Zira özellikle savaş konusunda at nalı kadar bir ihmalin koca bir orduyu mağlubiyete götüreceğini şu söz ne güzel anlatmaktadır: "Bir mıh (çivi) bir nal kurtarır; bir nal bir at kurtarır; bir at bir er kurtarır; bir er bir cenk kurtarır; bir cenk bir vatan kurtarır". Cengiz Han’a atfedilen versiyonunda söz “sakın bir çiviyi küçümseme…” ile başlamaktadır. Ekşi Sözlük yazarı bu tekerlemeye benzettiği sözü Dretnot çağıyla ilgili olarak duyduğunu ifade etmiştir. Bilindiği üzere Dretnot dönemin İngiliz savunma sanayiinin harikası zırhlı savaş gemisidir. Modern sanayinin timsalidir. “Çivi”nin yerinde “cıvaya” atıf vardır. Dretnot gibi bir savaş makinesinin bir civatası eksik olursa batar. Bu söz hamasetin yerini alan modern bir anlayışın ürünüdür; bu haliyle günümüzdeki kalite kontrol mühendisliğinin aşamalarına ne kadar da benzemektedir.
Savaş ve Barışın Bir Arada Oluşu
Barış dönemlerinin zaman olarak uzun sürmesi bizleri yanıltmasın, tarihin kesin ve radikal dönüşümleri savaşlar neticesi olur.
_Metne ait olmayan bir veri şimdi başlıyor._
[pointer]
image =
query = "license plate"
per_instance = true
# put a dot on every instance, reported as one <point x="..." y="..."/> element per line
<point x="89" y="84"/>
Bu dönüşümler öylesine esaslı, kapsamlı ve nüfuz edicidirler ki, savaşın izini barış zamanlarında da görürüz. Savaşların bu belirleyici niteliğinden olsa gerek, “Barış zamanları bir sonraki savaşa hazırlık dönemleridir” denilmiştir.
İnsan ve millet hayatında hangisinin hangisinin daha etkili ve uzun sonuçlar doğurduğu, savaş ve barışı ayrı ayrı kategori olarak kabul edilip tartışılmıştır. Ancak, gerçek şudur ki, insan doğasının güvenlik ihtiyacı gibi saldırganlık dürtüsünün içsel bir genetik algoritmasının bir parçası olmalarından dolayı bu iki olguyu birbirinden ayırt etmek bazen mümkün değildir.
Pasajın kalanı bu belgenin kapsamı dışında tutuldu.